Stream-Aligned Teams: A stream-aligned team is a team aligned to a single, valuable stream of work; this might be a single product or service, a single set of features, a single user journey, or a single user persona. The team is empowered to build and delivered customer or user value as quickly, safely, and independently as possible, without requiring hand-offs to other teams to perform the work.

Enabling Teams: An enabling team is composed of specialists in a given technical (or product) domain, and they help bridge this capability gap. Such teams cross-cut to the stream-aligned teams and have the required bandwidth to research, try out options, and make informed decisions on adequate tooling, practices, frameworks, and any of the ecosystem choices around the application stack.

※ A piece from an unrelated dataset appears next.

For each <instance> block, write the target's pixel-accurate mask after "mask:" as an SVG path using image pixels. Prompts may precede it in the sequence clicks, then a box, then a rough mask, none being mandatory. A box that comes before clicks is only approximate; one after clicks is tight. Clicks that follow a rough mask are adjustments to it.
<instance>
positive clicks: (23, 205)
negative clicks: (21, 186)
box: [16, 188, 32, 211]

Complicated-subsystem Teams: A complicated-subsystem team is responsible for building and maintaining a part of the system that depends heavily on specialist knowledge, to the extent that most team members must be specialists in that area of knowledge in order to understand and make changes to the subsystem.

Platform Teams: The purpose of a platform team is to enable stream-aligned teams to deliver work with substantial autonomy. The stream-aligned team maintains full ownership of building, running, and fixing their application in production. The platform team provides internal services to reduce the cognitive load that would be required from stream-aligned teams to develop these underlying services.

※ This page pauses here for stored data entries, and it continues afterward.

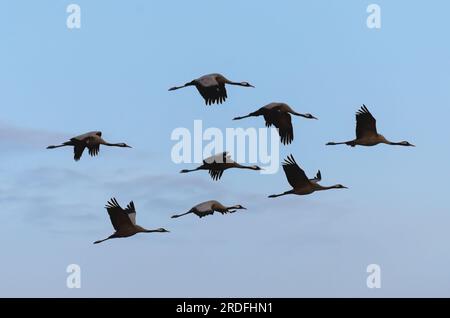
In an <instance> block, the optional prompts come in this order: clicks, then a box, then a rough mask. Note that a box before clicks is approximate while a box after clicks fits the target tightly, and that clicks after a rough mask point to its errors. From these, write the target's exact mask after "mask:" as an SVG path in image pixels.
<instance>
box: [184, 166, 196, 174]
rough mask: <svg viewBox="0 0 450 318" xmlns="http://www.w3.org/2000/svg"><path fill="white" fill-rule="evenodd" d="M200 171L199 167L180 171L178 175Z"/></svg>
mask: <svg viewBox="0 0 450 318" xmlns="http://www.w3.org/2000/svg"><path fill="white" fill-rule="evenodd" d="M197 170H200V167H197V168H195V169H183V170H181V171H180V173H188V172H193V171H197Z"/></svg>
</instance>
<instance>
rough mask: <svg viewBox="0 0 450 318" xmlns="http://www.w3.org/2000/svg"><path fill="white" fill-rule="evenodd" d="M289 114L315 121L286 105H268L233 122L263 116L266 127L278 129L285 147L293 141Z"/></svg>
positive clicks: (275, 103) (291, 129) (289, 116)
mask: <svg viewBox="0 0 450 318" xmlns="http://www.w3.org/2000/svg"><path fill="white" fill-rule="evenodd" d="M290 114H292V115H295V116H301V117H304V118H308V119H317V118H316V117H314V116H313V115H311V114H301V113H297V112H296V111H294V110H293V109H292V108H291V107H290V106H289V105H288V104H286V103H270V104H267V105H265V106H263V107H261V108H260V109H258V110H257V111H254V112H252V113H250V114H248V115H246V116H242V117H235V118H233V120H240V119H244V118H248V117H257V116H264V119H265V121H266V127H270V126H272V125H274V126H275V127H276V128H278V134H279V135H280V138H281V142H282V143H283V144H284V145H287V144H290V143H291V142H292V140H293V139H294V129H293V127H292V121H291V115H290Z"/></svg>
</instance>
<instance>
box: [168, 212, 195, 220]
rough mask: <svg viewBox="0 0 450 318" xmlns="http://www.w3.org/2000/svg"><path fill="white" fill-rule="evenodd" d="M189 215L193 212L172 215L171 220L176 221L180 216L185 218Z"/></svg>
mask: <svg viewBox="0 0 450 318" xmlns="http://www.w3.org/2000/svg"><path fill="white" fill-rule="evenodd" d="M189 213H192V211H188V212H186V213H183V214H175V215H172V216H171V218H172V219H176V218H179V217H180V216H183V215H186V214H189Z"/></svg>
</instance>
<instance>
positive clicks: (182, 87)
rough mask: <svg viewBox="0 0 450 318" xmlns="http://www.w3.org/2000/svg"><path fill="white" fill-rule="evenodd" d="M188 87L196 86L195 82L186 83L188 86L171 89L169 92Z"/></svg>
mask: <svg viewBox="0 0 450 318" xmlns="http://www.w3.org/2000/svg"><path fill="white" fill-rule="evenodd" d="M188 86H195V82H194V81H192V82H189V83H186V84H184V85H182V86H174V87H171V88H169V91H174V90H177V89H180V88H185V87H188Z"/></svg>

How To Apply This Methodology

1. Identify Streams: We start by identifying the different streams or value streams within kloia. A stream represents a workflow or set of activities we deliver value to customers. For example in our case some streams can be identified as Transformation, Cloud Migration and SRE Enablement.

2. Create Team Types: Based on the streams, we create different team types. Example:

2a. Stream-aligned Team: Dedicated teams responsible for a specific stream, e.g., Cloud Migration Team, Integration Team.

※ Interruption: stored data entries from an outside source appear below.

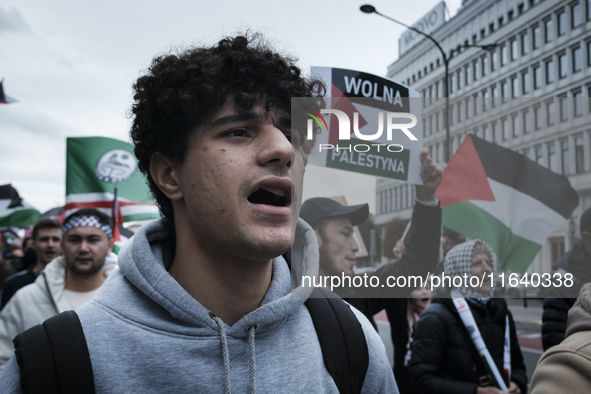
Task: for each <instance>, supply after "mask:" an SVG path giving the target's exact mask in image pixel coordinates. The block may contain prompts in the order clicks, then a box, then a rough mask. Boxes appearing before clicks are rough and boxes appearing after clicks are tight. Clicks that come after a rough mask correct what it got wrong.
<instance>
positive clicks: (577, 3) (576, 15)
mask: <svg viewBox="0 0 591 394" xmlns="http://www.w3.org/2000/svg"><path fill="white" fill-rule="evenodd" d="M570 16H571V20H572V26H573V29H574V28H576V27H579V26H580V25H581V4H580V3H575V4H573V5H572V6H571V9H570Z"/></svg>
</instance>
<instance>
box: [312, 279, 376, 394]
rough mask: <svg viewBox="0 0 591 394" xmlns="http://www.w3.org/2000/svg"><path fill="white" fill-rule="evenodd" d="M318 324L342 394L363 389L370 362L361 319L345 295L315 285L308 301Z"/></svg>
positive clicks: (330, 361) (316, 325)
mask: <svg viewBox="0 0 591 394" xmlns="http://www.w3.org/2000/svg"><path fill="white" fill-rule="evenodd" d="M305 305H306V307H307V308H308V311H309V312H310V315H311V316H312V322H313V323H314V327H315V328H316V334H317V335H318V341H319V342H320V348H321V349H322V357H323V358H324V364H325V366H326V369H327V370H328V372H329V373H330V375H331V376H332V378H333V379H334V381H335V383H336V385H337V388H338V389H339V392H340V393H341V394H345V393H347V394H354V393H360V392H361V388H362V387H363V382H364V381H365V375H366V373H367V368H368V366H369V351H368V349H367V341H366V339H365V334H364V333H363V328H362V327H361V323H359V320H357V317H356V316H355V314H354V313H353V311H352V310H351V308H350V307H349V305H347V304H346V303H345V301H343V300H342V299H341V298H339V297H338V296H336V295H335V294H334V293H332V292H330V291H328V290H327V289H323V288H315V289H314V291H313V292H312V296H311V298H308V300H307V301H306V302H305Z"/></svg>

2b. Enabling Team: Teams that provide specialized skills or services to stream-aligned teams, e.g., Security Team, Quality Assurance Team etc.

2c. Complicated Subsystem Team: Teams responsible for complex components or subsystems used across multiple streams, e.g., AWS Platform Team, DevOps Platform Tooling team, CI/CD Team Platform Team.

2d. Platform Team: Teams responsible for maintaining and evolving the core platforms or services used by other teams, e.g., DevOps Platform Team.

3. Define Team Responsibilities: We clearly define the responsibilities and areas of ownership for each team type. This will help reduce overlaps, ensure clear accountability, and foster collaboration between teams.

4. Establish Team Interactions: We define how different team types should interact and collaborate with each other. For example, stream-aligned teams might "consume" services from enabling teams or platform teams, while complicated subsystem teams might provide consultancy to stream-aligned teams.

Align Teams with Streams: Align our existing departments or teams with the identified streams and team types. This might involve restructuring or reorganizing some teams to better align with the Team Topologies principles.

Implement Team Topologies Patterns: Incorporate other Team Topologies patterns, such as team cognitive load measures, team anti-patterns, and team interaction modes, to optimize team structures and collaboration further.

Foster Collaboration and Communication: Establish mechanisms for effective collaboration and communication between teams, such as regular cross-team meetings, shared backlogs, and communication channels.

Continuous Improvement: Regularly review and adapt our organizational structure based on feedback, changing business needs, and evolving best practices.

Let's Discuss

  • What do you think about our new approach designing the kloia organization structure around business domains?
  • Do you think center out is the best method for distributing operations?
  • How do you feel about new team types defined with team topologies approach?
  • How can we apply lean management and continuous delivery methods more effectively in our workflows?
  • HOw can we apply loosely coupled architecture better within the organization?